The Copenhagen Accord sets the goal of limiting global temperature
increases to 2 degrees Celsius (3.6 degrees Fahrenheit). It also
pledges $30 billion between 2010 and 2012 and $100 billion a year by
2020 for developing countries to help adapt to and mitigate the
effects of climate change.
The agreement has been criticized by environmental groups such as
Friends of the Earth and carbon traders including Barclays Capital
as it didn’t set binding targets. While countries including the
U.S., China and India agreed on Dec. 19 to “take note” of the
agreement, they were given until Jan. 31 to list actions and
India’s Environment Minister Jairam Ramesh said on Dec. 22 a
statement by the White House senior adviser David Axelrod that the
U.S. can challenge India and China if they don’t meet the goals is
“spin” meant for domestic consumption.
China, the world’s largest polluter, acted as a “responsible” nation
at the talks last month and doesn’t merit subsequent criticism, the
country’s state-run Xinhua News Agency said in a commentary.

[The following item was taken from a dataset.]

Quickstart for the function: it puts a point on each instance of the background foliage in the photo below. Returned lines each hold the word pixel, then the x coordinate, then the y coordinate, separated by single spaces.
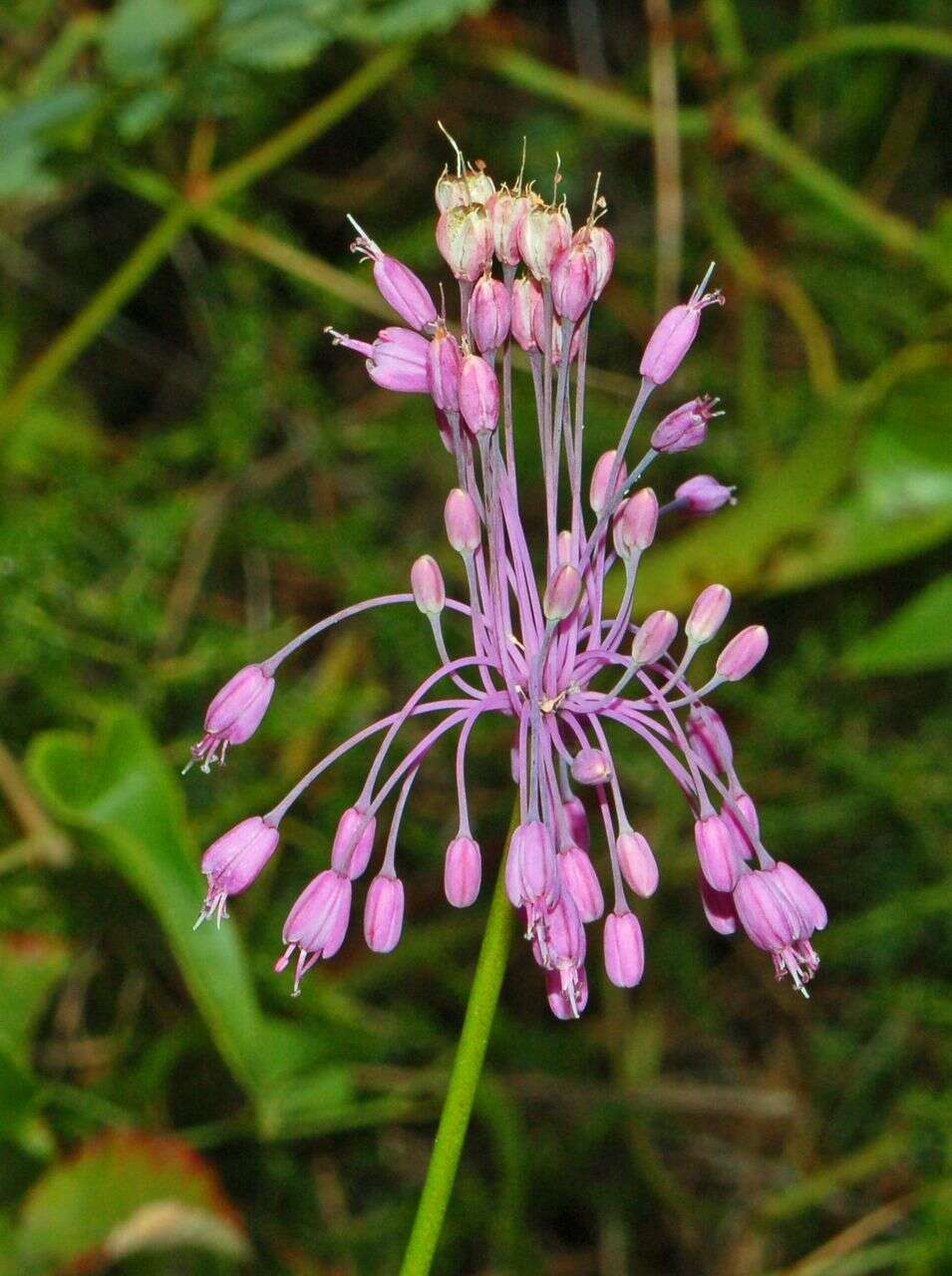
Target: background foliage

There is a shift to renewable sources of energy and India must take
the lead in the development of science and technology related to
mitigation and adaptation of climate change, Singh said, according
to the statement today.
The cost of switching away from fossil fuels in the next 20 years is
now estimated at $10 trillion and will rise by $500 billion for each
year of delay, the International Energy Agency, a Paris-based
adviser to 28 developed nations, said in October. The use of more
energy-efficient technology will save about $8.6 trillion in that
time, it said.
India needs to increase its solar and nuclear supplies
“considerably,” Singh said. An accord last year with the Nuclear
Suppliers Group will lift restrictions on the transfer of nuclear
fuel and technology to India, he said.